Restaurant: Terún
City: Palo Alto, CA

Went to an Italian restaurant in Downtown Palo Alto with a few coworkers for lunch today! I ordered Pizza San Daniele; I really like pizzas with arugula.

pizza san daniele

Prosciutto San Daniele 24mo, cremini mushrooms, mozzarella, arugula, shaved Parmigiano, and truffle oil. This pizza was ‘light’, with the absense of tomato sauce. It was also salty from the cheese and prosciutto, but the bitterness of the arugula countered the saltiness!

Prosciutto San Daniele is from San Daniele, as its name implies. San Daniele is located in the Friuli-Venezia Giulia region, in northeastern Italy. San Daniele is the name of the “prociutto crudo”, translated as “crude ham”.

The following is a bit of history about San Daniele prosciutto, from Consorzio del Prosciutto di San Daniele:

In the pre-Roman era, San Daniele del Friuli was an important Celtic settlement, thanks to its special position en route to Northeast Europe. The surrounding area contains the remains of various “castellieri”, the typical Celtic constructions used as watchtowers.

It was the ancients who experimented with the fact that reduced humidity, good aeration and the climate of the San Daniele hills enable optimum preservation of meat, thus inventing maturation. In subsequent eras, pigs were constantly present in the San Daniele region, and the practice of breeding developed in the area.

From patriarchal domain, San Daniele developed into a “free commune”. Documents handed down to Consorzio del Prosciutto di San Daniele show communal usages which regulate the areas of pastureland, prescribe the regulations allowing pigs to be left free within the city, and more. From that point on, pig breeding became an important economic source for the city of San Daniele.

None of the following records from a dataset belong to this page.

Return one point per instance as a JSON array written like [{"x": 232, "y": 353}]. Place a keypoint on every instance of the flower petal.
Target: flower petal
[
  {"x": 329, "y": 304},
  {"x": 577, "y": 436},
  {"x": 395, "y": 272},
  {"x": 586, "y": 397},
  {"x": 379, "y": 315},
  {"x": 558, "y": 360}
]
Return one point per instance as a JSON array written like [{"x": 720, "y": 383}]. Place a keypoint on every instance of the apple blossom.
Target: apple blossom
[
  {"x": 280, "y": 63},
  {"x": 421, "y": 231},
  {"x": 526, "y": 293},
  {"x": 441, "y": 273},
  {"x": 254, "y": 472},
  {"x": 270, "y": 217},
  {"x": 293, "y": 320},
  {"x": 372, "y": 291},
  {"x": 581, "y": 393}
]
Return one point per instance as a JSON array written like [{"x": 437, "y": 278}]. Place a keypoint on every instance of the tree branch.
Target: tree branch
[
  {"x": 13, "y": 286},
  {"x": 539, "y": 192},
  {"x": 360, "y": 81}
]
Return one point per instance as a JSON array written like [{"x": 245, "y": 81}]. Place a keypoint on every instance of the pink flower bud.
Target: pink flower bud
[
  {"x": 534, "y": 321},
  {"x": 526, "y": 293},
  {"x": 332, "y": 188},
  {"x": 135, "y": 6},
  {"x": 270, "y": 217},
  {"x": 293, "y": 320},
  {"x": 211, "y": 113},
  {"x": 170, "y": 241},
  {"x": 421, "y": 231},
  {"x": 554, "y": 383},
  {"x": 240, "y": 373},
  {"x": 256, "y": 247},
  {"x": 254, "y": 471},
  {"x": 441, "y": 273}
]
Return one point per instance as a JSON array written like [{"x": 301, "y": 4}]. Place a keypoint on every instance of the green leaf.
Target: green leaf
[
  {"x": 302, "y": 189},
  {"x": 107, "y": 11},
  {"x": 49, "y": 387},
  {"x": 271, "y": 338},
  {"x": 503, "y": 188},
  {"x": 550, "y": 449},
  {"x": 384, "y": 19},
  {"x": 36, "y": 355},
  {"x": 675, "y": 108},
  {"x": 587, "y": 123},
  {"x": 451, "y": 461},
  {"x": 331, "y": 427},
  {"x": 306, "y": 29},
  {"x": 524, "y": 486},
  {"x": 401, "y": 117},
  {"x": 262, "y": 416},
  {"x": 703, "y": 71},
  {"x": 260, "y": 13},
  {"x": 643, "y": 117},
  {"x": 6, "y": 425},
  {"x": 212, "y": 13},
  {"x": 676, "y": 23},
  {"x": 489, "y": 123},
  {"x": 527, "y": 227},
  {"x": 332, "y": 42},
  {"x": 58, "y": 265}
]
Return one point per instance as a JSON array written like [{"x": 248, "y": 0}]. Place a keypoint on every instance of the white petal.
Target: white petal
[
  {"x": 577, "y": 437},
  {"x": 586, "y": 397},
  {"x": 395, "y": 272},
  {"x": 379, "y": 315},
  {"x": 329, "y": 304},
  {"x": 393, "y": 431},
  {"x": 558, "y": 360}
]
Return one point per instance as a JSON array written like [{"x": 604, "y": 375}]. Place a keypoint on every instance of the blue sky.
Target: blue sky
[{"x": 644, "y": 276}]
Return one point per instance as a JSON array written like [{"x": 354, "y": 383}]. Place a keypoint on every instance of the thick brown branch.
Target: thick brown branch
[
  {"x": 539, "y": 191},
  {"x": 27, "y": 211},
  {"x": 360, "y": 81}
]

In more recent history, San Daniele became widespread and well-known as a typical product, and was referred to by this name from 1800. Dating back to the 30s is a note in which Gabriele D’Annunzio entreated a Brescian friend to obtain some for him. In the 20s the first ham factories were established: the domestic cellar was transformed into the centre of a true autonomous production activity. At the end of the 40s, the ham factory had become an industry, and from the 60s its development resulted in some of the production companies contributing to the formation of the national and international prosciutto crudo market.